Cependant, cet incident s’inscrit dans un contexte où la régulation des marchés prédictifs est de plus en plus contestée. Au cours de l’année écoulée, des plateformes comme Polymarket et Kalshi ont vu leur volume de transactions exploser, mais des critiques et des législateurs dans plusieurs pays mettent en garde contre le risque que ces marchés, liés à la guerre ou à la politique, puissent favoriser le délit d’initié, la manipulation de l’information ou la pression sur les journalistes. Par le passé, des autorités israéliennes ont arrêté deux personnes pour avoir utilisé des informations internes sur des opérations militaires pour trader sur Polymarket.

Questions fréquentes

Comment le marché sur les missiles iranien de Polymarket a-t-il été tranché ?

Au moment de la publication, le résultat du marché était encore contesté. Les parieurs ayant parié « non » soutenaient que l’explosion provenait d’un missile intercepté. Cependant, l’armée israélienne a confirmé que le missile qui a explosé en banlieue de Beit Shemesh ce jour-là n’avait pas été intercepté, ce qui, selon les règles du marché, doit être considéré comme « oui » — donc la partie ayant parié sur une attaque iranienne le 10 mars a gagné.

Le marché prédictif dispose-t-il de mécanismes pour éviter que ce genre d’incidents ne se reproduise ?

Actuellement, ces marchés dépendent principalement de l’application des conditions d’utilisation et des signalements après coup pour traiter les abus, sans capacité de surveillance en temps réel pour détecter menaces ou corruptions. Sur un plan plus fondamental, lorsque le résultat dépend de rapports médiatiques plutôt que de données officielles, les journalistes peuvent eux-mêmes devenir la cible de pressions. Certains experts suggèrent que pour réduire le risque de manipulation, les marchés à haut risque devraient croiser plusieurs sources indépendantes.

Cette affaire pourrait-elle accélérer la régulation des marchés prédictifs par les législateurs américains ?

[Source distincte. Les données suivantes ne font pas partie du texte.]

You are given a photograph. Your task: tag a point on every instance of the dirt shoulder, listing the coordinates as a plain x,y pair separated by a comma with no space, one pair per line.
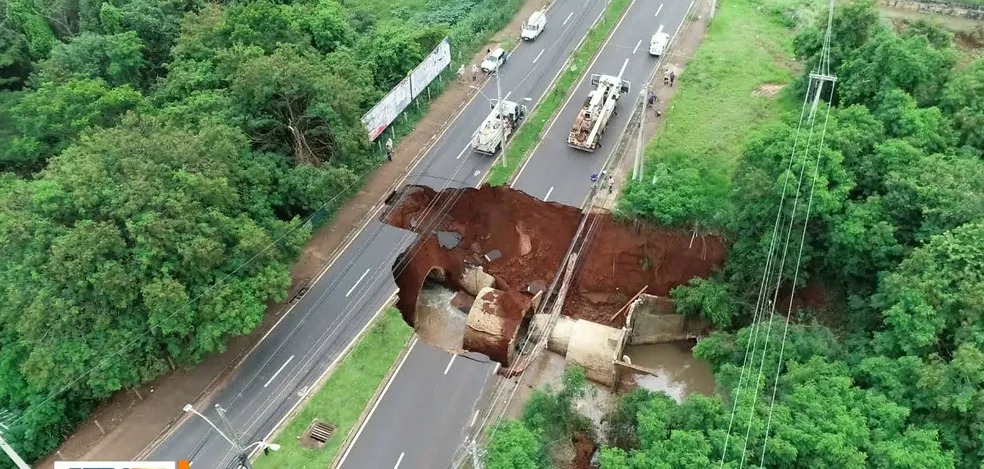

Des législateurs américains ont déjà proposé des lois limitant l’utilisation de marchés prédictifs par des insiders. Cet incident de menace contre un journaliste met en lumière le risque systémique que ces marchés posent pour la liberté de la presse, ce qui pourrait alimenter de nouveaux débats législatifs. La CFTC (Commodity Futures Trading Commission) qualifie ces marchés de « contrats à terme », et la législation américaine limite explicitement les paris basés sur la mort ou la violence. Cette affaire pourrait accélérer la clarification légale dans ce domaine.